Cette cigarette était comme un trophée. Nous nous l’échangions, comme pour savoir qui finira par céder aux avances de l’autre. Ce n’était pas vraiment un échange, mais une compétition. Cette femme m’avait entrainé dans une force indescriptible. Nos regards étaient liés un à l’autre, comme pris dans un tunnel intemporel. Je me sentais aspiré par son regard, et les lumières qu’elle dégageait par sa parade m’envoutaient complètement. Elle brillait, me brisait par cette écho qu’elle faisait résonner à l’intérieur de mon corps. Elle avait réussi à lever mon âme hors de mon corps, défenestrer mon existence du monde. Nous étions comme extirpé de toute cette ambiance, comme au-dessus de tous, dans un état de transe absolu. En apesanteur, volant par la force de nos désirs les plus profonds. Figés dans un rêve, nous tentions de communiquer et fusionner dans une danse particulièrement excitante. Cette femme me dominait par sa posture et sa prestance. Son corps dressé au-dessus du miens était maître de la situation. La lumière semblait lui donner des ailes. Par le regard elle créait cette liaison infernale. Je souffrais de ne pas pouvoir l’acquérir, cette beauté divine. Elle était comme un ange, à la fois noire et blanche. A la fois terrible et complaisante. A la fois ignorante et attentionnée. J’étais maintenant à l’étroit, en négociation avec mon esprit pour ne pas céder à la tentation.

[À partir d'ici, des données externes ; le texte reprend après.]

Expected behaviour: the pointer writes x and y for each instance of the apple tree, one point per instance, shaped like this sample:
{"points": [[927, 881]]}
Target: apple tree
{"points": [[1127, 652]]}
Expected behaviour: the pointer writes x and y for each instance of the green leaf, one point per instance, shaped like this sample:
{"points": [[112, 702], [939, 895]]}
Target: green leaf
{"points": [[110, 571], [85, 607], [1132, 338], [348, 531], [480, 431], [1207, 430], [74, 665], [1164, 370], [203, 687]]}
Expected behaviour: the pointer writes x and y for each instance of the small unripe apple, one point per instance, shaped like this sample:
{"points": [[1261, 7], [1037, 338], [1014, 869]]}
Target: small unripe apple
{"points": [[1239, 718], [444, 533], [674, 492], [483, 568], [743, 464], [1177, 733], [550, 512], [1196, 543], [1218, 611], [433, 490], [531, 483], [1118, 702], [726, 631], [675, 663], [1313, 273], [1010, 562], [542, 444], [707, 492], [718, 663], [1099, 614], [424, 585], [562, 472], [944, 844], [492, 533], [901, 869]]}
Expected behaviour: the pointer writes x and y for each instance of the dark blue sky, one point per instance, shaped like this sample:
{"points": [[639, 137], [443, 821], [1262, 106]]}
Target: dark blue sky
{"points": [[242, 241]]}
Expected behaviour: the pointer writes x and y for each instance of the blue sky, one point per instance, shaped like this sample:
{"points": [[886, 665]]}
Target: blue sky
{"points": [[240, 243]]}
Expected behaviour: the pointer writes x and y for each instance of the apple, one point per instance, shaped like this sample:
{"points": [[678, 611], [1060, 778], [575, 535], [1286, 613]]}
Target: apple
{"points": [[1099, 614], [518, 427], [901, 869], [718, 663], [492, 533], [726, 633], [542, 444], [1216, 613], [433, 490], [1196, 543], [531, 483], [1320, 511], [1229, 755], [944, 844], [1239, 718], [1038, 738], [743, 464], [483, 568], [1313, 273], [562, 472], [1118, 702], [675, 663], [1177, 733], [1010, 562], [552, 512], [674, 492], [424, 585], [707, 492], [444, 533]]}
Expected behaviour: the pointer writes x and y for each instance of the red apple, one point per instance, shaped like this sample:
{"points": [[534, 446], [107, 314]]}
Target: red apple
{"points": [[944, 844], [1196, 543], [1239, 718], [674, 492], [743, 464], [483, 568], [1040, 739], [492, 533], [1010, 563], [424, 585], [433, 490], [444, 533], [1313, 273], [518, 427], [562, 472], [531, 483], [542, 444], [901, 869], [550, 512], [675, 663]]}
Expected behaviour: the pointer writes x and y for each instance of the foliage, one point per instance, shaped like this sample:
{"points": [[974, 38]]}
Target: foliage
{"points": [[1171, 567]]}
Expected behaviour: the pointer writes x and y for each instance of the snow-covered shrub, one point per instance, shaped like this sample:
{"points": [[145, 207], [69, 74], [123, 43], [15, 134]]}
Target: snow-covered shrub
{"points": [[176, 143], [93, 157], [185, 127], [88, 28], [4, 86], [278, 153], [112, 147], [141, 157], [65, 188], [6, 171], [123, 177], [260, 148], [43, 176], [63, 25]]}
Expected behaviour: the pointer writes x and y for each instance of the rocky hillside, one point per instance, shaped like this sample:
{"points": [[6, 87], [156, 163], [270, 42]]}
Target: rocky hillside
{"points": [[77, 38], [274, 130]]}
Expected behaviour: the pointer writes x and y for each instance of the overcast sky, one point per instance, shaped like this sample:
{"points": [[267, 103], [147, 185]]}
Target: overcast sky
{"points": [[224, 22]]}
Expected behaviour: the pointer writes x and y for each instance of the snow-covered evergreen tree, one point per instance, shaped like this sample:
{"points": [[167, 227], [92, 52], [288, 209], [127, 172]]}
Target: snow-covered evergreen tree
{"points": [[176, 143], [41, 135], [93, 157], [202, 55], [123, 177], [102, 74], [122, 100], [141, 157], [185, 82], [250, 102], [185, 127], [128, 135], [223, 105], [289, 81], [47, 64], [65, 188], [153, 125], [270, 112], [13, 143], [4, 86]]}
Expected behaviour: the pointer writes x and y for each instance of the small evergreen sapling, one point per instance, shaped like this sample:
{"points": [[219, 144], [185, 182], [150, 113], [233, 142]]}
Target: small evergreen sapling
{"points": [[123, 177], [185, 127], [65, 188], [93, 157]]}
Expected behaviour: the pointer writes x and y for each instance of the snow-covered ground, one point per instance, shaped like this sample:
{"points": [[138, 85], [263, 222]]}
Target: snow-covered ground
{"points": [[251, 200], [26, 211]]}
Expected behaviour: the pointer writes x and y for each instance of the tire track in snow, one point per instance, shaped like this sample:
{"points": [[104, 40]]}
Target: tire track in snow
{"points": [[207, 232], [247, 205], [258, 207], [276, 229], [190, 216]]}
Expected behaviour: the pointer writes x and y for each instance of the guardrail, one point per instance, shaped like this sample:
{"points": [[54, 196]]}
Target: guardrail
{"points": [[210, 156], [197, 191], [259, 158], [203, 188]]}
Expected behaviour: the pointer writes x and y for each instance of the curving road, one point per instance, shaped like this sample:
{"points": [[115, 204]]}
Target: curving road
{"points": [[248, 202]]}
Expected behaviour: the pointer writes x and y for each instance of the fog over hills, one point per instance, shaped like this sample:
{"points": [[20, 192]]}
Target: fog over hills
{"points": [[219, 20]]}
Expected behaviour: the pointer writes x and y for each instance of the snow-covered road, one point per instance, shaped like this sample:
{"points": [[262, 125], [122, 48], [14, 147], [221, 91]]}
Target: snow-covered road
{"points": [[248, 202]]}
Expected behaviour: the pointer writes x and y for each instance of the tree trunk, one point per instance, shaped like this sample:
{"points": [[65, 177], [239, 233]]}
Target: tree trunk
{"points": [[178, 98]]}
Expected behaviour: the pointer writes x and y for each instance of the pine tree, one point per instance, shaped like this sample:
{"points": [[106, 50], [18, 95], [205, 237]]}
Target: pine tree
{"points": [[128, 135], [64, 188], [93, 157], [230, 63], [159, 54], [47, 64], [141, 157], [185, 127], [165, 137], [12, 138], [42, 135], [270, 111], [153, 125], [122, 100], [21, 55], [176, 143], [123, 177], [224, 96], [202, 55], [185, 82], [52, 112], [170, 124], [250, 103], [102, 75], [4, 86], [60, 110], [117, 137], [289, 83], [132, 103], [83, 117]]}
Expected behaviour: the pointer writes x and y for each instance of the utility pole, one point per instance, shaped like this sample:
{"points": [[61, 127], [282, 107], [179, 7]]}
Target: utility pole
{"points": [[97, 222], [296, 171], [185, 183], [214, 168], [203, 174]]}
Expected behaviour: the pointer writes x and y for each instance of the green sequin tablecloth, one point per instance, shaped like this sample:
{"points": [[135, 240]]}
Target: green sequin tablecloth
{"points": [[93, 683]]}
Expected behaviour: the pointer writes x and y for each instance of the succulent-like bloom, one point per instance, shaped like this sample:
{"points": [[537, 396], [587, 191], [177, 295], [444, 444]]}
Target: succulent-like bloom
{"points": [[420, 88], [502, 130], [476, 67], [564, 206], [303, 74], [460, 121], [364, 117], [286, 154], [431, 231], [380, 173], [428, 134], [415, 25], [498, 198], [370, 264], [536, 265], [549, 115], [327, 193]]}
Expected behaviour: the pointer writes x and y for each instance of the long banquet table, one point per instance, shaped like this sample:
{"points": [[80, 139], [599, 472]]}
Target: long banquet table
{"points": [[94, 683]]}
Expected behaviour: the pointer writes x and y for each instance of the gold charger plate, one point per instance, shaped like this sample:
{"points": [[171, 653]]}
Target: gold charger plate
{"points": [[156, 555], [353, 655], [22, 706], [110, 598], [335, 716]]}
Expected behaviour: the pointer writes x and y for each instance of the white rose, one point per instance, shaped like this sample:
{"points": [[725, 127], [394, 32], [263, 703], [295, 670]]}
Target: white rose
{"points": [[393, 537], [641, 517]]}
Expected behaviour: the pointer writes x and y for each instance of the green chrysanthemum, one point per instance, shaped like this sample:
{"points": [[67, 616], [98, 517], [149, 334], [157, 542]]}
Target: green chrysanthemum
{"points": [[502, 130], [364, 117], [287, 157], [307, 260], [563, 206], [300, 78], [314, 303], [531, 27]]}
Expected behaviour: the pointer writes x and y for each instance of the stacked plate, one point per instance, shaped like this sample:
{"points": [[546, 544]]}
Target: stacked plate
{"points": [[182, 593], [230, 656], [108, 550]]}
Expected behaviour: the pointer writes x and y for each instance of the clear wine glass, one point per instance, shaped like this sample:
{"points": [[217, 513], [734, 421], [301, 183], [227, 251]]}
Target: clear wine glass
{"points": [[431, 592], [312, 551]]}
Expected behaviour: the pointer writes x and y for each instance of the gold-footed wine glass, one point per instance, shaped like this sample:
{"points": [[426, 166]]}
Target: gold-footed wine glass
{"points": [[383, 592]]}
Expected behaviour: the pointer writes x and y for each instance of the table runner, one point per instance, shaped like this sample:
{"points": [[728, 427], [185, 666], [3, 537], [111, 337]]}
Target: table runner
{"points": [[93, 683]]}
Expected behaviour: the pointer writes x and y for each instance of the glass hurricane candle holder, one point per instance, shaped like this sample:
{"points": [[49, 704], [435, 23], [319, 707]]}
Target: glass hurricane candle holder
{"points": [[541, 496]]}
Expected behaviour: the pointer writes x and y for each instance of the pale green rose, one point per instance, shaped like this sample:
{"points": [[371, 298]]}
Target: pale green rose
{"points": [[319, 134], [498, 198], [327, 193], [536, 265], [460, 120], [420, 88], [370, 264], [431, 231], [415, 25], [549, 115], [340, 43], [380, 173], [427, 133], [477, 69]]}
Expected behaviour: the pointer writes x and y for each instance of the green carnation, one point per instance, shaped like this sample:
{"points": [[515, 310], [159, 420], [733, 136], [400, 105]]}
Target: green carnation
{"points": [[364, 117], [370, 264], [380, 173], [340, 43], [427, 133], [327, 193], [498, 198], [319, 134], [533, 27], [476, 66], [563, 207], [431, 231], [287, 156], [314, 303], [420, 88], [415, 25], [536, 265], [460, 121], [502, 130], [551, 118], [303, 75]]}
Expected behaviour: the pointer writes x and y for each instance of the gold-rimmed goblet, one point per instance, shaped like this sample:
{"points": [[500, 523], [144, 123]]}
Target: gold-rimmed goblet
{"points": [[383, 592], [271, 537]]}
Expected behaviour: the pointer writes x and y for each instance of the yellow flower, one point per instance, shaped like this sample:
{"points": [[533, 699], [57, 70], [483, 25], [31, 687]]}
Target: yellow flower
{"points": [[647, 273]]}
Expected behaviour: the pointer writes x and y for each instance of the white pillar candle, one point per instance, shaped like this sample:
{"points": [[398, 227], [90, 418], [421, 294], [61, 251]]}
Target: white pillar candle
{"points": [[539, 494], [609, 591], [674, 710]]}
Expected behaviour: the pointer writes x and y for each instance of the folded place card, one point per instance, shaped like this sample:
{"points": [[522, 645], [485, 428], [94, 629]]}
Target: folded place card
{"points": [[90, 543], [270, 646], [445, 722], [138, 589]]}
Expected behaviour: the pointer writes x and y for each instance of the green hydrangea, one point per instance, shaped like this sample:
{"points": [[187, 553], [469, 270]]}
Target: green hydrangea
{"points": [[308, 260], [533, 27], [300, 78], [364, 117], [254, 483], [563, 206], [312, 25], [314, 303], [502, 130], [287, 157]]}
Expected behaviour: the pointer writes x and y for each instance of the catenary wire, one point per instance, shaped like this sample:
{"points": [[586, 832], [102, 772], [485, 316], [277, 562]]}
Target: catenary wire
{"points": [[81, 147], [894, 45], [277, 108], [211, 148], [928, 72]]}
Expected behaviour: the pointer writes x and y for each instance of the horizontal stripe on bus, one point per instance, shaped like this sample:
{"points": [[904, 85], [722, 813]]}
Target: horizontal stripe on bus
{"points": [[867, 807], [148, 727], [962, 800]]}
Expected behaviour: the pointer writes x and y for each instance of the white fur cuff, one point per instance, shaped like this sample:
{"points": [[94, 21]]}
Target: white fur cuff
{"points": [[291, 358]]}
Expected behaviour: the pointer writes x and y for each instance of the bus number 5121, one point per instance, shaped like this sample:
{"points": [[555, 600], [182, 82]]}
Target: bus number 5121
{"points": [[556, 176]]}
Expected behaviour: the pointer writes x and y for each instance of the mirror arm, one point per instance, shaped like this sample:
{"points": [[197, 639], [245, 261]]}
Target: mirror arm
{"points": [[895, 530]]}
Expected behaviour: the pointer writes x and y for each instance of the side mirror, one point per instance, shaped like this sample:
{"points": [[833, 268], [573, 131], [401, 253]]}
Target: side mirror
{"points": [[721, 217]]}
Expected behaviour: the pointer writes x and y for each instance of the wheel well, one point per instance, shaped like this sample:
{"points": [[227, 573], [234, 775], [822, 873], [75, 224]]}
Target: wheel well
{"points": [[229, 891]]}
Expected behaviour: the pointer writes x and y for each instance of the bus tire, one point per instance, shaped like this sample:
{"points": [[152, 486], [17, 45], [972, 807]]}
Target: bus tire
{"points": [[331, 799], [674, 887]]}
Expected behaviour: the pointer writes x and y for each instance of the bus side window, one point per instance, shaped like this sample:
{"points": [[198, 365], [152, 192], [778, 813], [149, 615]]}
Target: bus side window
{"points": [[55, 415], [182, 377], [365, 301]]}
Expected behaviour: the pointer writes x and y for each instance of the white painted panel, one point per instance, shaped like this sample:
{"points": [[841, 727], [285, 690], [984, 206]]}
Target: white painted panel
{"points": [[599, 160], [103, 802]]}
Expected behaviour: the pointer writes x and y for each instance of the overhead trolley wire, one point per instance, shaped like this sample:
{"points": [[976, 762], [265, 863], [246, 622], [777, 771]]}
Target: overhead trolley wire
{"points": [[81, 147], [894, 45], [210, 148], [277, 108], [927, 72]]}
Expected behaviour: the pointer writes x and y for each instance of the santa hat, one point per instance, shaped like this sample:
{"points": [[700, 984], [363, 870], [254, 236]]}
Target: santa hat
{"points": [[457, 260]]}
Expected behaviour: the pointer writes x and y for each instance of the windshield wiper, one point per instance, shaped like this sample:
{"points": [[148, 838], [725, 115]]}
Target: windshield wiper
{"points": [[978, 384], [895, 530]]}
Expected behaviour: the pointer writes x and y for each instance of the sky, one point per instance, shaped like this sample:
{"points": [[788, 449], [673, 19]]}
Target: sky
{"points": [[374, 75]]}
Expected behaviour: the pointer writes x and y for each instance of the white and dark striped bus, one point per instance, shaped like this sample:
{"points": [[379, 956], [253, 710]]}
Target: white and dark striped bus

Son jeu était féroce, impliquant de ne pas bouger et d’accepter que le moment n’était pas encore le bon, mais la cigarette était consumée. La cigarette donnait le ton et appelait à la continuité, alors je regardais son manège dans un silence, m’extirpant de la fièvre pendant quelques secondes. Mais je sentais son corps qui se contractait contre le miens. Ses cuisses semblaient me serrer d’avantage quand elle mit fin au jeu de la cigarette. Mon regard, mon instinct me poussaient à la regarder, étudier ses courbes. Elle était sublime. J’avalais difficilement ma salive, une goutte de sueur perlait lentement le long ma joue. Cette chaleur était insoutenable. Cette ambiance taquinait la température entre nous…
Après cela, j’observais sa prise de décision, joueuse et ensorceleuse… Elle passait ses bras de part et d’autre de ma tête, comme pour s’appuyer sur le dossier du canapé. Des frissons me remontaient le long du dos, me laissant imaginer ce qu’elle allait engager cette fois-ci. C’est alors que je sentais son bassin jouer. Son regard semblait de plus en plus intense et décidé. Elle savait où elle allait et ne connaissant pas sa route, je tentais de contempler où elle m’emmenait.
Nous étions simplement deux fous qui s’étaient clairement trouvés ce soir. Sans connaître nos prénoms respectifs, nous avions commencé cette danse bestiale sans se poser de questions. Nos codes étaient les mêmes. Nous venions d’un même monde imaginaire et à part, où seules les entités jumelles pouvaient se retrouver et s’aimer.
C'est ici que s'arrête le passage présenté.